Median position n/2 = 15. The c.f. passes 15 inside the 30–40 class (c.f. jumps from 12 to 24 across this class). Linear interpolation: median ≈ 30 + 10 × (15 − 12)/(24 − 12) = 30 + 10(3/12) = 32.5.
Q₃ position 3n/4 = 22.5, also inside 30–40 class: Q₃ ≈ 30 + 10 × (22.5 − 12)/12 = 30 + 10(10.5/12) ≈ 38.75.

Q4.11 — Same box plot, different histograms

(i) A box plot compresses the data into only five numbers (min, Q₁, median, Q₃, max).
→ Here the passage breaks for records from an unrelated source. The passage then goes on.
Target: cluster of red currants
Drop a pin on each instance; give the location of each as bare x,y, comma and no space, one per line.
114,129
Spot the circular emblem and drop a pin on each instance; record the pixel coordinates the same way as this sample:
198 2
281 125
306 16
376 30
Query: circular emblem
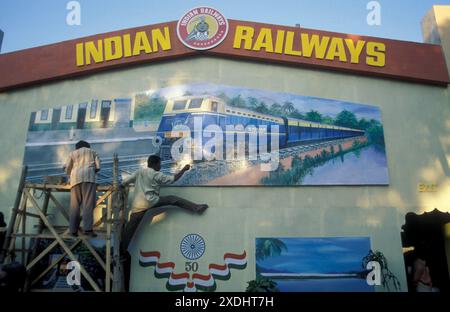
202 28
192 246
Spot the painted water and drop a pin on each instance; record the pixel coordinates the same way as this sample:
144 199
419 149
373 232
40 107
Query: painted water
324 285
364 166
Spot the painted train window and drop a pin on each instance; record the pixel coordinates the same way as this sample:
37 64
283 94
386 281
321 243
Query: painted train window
196 103
69 111
44 114
178 105
93 112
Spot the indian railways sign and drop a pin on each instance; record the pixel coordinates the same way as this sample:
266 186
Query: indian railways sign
208 30
202 28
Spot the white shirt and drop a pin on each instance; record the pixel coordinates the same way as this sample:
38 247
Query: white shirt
82 165
146 188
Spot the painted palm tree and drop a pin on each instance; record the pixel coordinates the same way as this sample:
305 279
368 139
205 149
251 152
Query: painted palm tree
288 107
269 247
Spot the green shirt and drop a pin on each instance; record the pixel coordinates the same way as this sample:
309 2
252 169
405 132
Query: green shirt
147 183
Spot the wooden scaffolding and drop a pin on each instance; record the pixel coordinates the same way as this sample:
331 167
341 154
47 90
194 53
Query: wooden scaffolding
108 227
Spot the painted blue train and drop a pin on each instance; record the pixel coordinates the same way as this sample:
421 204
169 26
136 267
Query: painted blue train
215 114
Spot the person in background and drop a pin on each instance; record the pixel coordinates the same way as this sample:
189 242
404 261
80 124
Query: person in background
82 165
148 182
421 272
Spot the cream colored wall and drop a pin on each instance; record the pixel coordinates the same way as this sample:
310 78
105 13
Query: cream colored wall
417 130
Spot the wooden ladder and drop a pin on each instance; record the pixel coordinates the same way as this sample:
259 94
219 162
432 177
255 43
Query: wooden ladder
112 220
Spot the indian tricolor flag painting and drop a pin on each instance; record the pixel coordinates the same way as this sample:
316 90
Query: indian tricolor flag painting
191 283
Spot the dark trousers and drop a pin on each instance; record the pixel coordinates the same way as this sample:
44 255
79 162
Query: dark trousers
133 224
82 196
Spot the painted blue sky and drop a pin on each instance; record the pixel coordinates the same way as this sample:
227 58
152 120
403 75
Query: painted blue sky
327 107
320 255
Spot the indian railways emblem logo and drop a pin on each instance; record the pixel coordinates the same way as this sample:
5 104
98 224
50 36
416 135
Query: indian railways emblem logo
202 28
192 246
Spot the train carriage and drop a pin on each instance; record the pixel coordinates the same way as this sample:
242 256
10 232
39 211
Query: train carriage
239 124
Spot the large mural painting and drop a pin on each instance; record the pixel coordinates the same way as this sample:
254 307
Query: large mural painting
330 264
230 136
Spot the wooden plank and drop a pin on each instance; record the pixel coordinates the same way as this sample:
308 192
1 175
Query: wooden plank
61 242
19 198
108 247
56 262
41 255
63 187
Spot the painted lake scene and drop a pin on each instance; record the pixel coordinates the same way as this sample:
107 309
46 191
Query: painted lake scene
331 264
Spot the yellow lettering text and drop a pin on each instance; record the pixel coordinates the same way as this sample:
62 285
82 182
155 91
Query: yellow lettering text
243 33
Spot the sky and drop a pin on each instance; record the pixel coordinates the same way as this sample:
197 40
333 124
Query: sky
28 24
320 255
326 107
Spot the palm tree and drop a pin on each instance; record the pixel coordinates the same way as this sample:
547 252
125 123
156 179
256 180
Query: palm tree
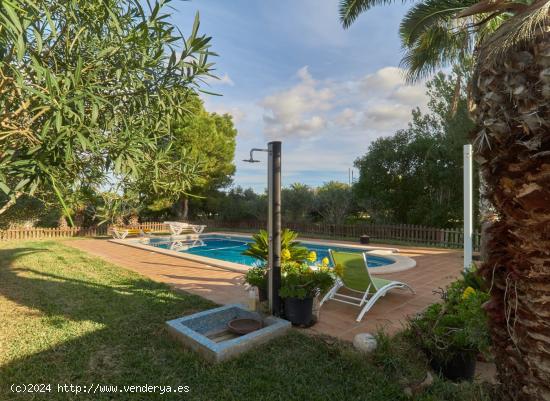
431 36
511 93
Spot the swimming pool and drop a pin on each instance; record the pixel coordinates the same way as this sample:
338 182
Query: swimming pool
230 249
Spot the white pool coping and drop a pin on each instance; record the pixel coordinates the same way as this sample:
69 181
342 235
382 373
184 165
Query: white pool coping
401 263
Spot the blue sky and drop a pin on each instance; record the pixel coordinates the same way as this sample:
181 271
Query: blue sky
288 71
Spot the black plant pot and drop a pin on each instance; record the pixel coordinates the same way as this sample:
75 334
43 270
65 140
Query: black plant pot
299 311
262 294
461 366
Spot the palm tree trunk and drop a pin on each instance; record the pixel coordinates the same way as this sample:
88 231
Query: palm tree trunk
513 115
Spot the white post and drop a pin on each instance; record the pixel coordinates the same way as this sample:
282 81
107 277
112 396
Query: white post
468 201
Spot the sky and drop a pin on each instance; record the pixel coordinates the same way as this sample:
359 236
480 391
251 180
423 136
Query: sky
288 71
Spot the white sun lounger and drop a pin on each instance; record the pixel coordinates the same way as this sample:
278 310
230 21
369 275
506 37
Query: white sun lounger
177 227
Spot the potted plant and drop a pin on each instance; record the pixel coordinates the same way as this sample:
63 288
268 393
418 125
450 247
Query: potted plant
300 284
291 250
455 332
257 277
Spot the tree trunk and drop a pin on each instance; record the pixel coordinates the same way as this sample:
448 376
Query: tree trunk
513 116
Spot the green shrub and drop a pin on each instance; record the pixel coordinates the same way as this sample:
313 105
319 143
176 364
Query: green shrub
257 277
457 325
300 280
291 250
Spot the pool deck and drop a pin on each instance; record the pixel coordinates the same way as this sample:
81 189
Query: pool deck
435 268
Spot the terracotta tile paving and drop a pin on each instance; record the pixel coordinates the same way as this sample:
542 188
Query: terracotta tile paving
435 268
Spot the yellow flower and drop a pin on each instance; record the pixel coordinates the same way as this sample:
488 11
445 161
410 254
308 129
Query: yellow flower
285 254
339 270
312 256
468 292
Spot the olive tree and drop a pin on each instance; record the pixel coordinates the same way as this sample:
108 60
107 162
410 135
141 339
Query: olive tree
89 89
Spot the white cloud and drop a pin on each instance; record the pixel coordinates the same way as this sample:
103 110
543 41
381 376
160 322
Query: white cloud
347 117
297 110
225 79
386 78
324 124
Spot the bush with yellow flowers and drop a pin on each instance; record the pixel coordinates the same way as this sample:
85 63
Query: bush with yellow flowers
456 325
301 280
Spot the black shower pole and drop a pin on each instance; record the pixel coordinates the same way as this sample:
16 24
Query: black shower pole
274 225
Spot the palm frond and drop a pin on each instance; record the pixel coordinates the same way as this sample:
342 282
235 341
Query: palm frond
350 9
517 30
425 15
436 48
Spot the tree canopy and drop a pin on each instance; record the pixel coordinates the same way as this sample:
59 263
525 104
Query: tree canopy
89 89
415 176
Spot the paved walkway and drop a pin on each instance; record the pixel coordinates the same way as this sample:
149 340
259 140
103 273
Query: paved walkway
435 268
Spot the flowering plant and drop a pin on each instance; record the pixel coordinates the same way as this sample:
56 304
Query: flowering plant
300 280
458 325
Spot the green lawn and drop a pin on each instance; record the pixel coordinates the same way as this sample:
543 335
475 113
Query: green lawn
67 317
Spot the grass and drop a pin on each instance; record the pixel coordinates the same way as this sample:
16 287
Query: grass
68 317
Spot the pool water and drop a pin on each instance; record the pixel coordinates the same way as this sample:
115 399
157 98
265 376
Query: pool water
230 249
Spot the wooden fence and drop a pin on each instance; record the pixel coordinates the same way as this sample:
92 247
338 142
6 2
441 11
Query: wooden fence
407 233
23 233
449 238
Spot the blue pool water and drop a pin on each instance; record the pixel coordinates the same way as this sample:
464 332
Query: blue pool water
230 249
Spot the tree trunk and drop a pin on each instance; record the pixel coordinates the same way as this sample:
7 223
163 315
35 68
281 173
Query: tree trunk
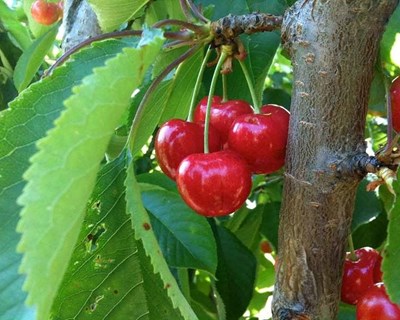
334 47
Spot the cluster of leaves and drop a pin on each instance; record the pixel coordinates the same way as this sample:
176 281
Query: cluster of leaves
100 230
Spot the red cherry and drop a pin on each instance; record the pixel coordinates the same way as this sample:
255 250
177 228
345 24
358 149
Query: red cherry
376 305
395 97
377 270
177 139
261 138
45 12
222 113
214 184
358 276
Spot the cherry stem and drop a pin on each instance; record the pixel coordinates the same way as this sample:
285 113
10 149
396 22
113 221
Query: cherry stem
185 9
183 277
256 102
181 35
352 255
213 84
224 88
142 106
197 84
196 12
180 23
389 111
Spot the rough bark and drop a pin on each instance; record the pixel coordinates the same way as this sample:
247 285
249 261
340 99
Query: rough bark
334 47
80 23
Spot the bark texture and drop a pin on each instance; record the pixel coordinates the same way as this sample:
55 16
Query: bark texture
80 23
334 47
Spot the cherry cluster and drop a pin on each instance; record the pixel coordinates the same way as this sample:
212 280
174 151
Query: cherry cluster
362 285
240 143
46 13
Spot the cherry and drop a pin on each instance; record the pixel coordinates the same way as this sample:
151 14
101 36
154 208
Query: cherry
358 276
214 184
376 305
395 97
222 113
177 139
45 12
261 138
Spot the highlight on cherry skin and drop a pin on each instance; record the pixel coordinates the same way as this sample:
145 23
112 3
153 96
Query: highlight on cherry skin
177 139
46 13
214 184
261 138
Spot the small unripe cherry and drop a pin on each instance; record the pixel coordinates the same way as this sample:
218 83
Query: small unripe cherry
45 13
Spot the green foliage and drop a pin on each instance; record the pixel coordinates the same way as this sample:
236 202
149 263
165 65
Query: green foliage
9 21
63 171
26 121
112 14
390 264
104 233
32 58
185 238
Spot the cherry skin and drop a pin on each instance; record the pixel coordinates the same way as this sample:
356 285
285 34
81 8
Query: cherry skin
376 305
214 184
261 138
222 113
395 97
177 139
358 276
45 12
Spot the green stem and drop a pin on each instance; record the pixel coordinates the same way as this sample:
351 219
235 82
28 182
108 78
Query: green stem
352 256
224 88
183 277
218 302
142 106
197 84
256 102
210 96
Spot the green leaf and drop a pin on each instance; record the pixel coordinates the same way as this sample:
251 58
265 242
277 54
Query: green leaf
367 206
346 312
16 29
185 238
32 58
64 170
27 120
112 14
171 99
391 255
109 276
235 273
143 230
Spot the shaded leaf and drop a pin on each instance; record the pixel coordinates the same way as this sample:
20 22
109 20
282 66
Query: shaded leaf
367 205
10 23
143 230
27 120
63 172
235 273
185 238
391 255
30 61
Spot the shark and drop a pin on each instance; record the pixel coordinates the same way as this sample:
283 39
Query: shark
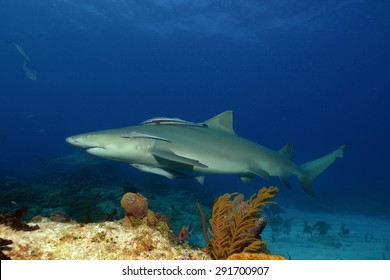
172 147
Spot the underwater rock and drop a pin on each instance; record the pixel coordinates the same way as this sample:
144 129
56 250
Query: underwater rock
97 241
255 256
60 217
134 204
3 244
12 219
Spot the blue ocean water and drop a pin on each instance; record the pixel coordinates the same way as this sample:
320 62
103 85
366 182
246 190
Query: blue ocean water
314 73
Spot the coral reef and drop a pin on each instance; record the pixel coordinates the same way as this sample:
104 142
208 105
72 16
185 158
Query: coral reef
134 204
115 240
235 225
12 219
255 256
3 244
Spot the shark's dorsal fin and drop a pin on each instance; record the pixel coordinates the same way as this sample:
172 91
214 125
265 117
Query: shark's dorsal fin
223 121
286 150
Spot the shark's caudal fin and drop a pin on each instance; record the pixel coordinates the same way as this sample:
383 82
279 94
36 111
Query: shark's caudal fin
312 169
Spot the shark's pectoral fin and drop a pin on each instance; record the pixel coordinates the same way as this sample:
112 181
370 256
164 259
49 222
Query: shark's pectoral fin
135 134
285 182
176 159
170 174
260 172
155 170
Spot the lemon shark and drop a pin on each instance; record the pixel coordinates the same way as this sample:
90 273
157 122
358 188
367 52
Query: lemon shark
173 147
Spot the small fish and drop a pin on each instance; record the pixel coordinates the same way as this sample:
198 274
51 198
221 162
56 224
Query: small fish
20 49
184 234
32 75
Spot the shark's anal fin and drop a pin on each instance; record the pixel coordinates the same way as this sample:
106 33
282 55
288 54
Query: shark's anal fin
171 156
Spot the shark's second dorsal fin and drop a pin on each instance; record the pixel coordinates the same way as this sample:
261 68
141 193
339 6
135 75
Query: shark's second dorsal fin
223 121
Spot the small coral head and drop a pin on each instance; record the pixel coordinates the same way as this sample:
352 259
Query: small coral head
134 205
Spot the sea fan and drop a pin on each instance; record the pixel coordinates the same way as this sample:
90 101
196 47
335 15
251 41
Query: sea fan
232 222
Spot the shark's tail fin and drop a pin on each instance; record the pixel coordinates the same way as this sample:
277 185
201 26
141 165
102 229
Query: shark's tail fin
312 169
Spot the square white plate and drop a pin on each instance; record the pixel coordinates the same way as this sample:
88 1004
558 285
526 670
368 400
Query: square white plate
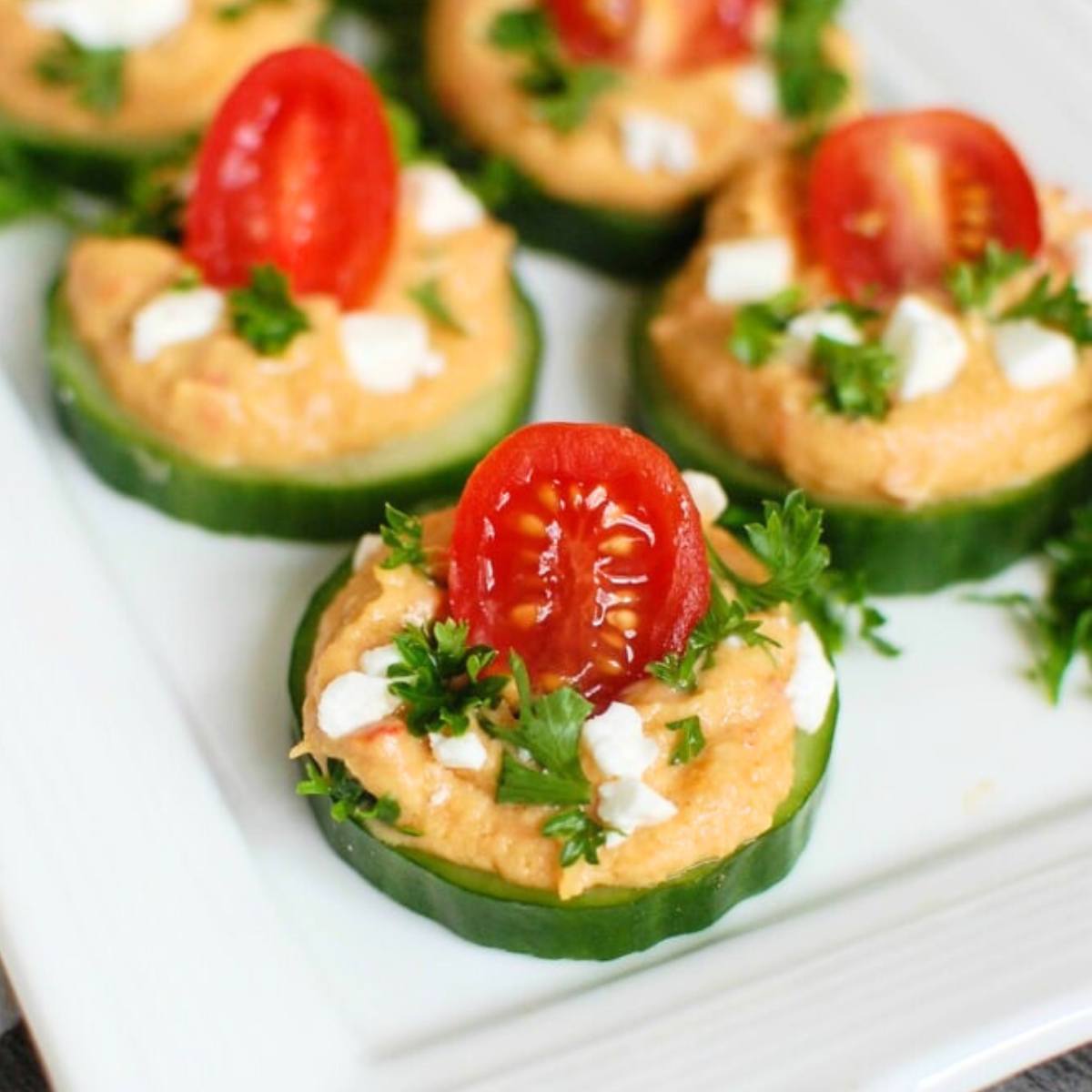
172 918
Any rearrangement of the data that preserves those five numbers — including a bimodal vs unimodal version — produces the same box plot but very different histograms.
(ii) Sketch one box plot with whiskers at 0 and 100 and box 25–75 with median 50. Then show two histograms over the same range: one unimodal bell-shaped around 50, and one bimodal with peaks near 20 and 80 — both can have min 0, max 100, median 50, Q₁ 25, Q₃ 75.

Q4.12 — 80th percentile by interpolation

0.8 × 50 = 40 on the cumulative-frequency axis. From the table, c.f. = 26 at upper boundary 60 and c.f. = 44 at upper boundary 80, so the 40th c.f. value lies inside the 60–80 class. Interpolating linearly: P₈₀ ≈ 60 + 20 × (40 − 26)/(44 − 26) = 60 + 20(14/18) ≈ 75.6.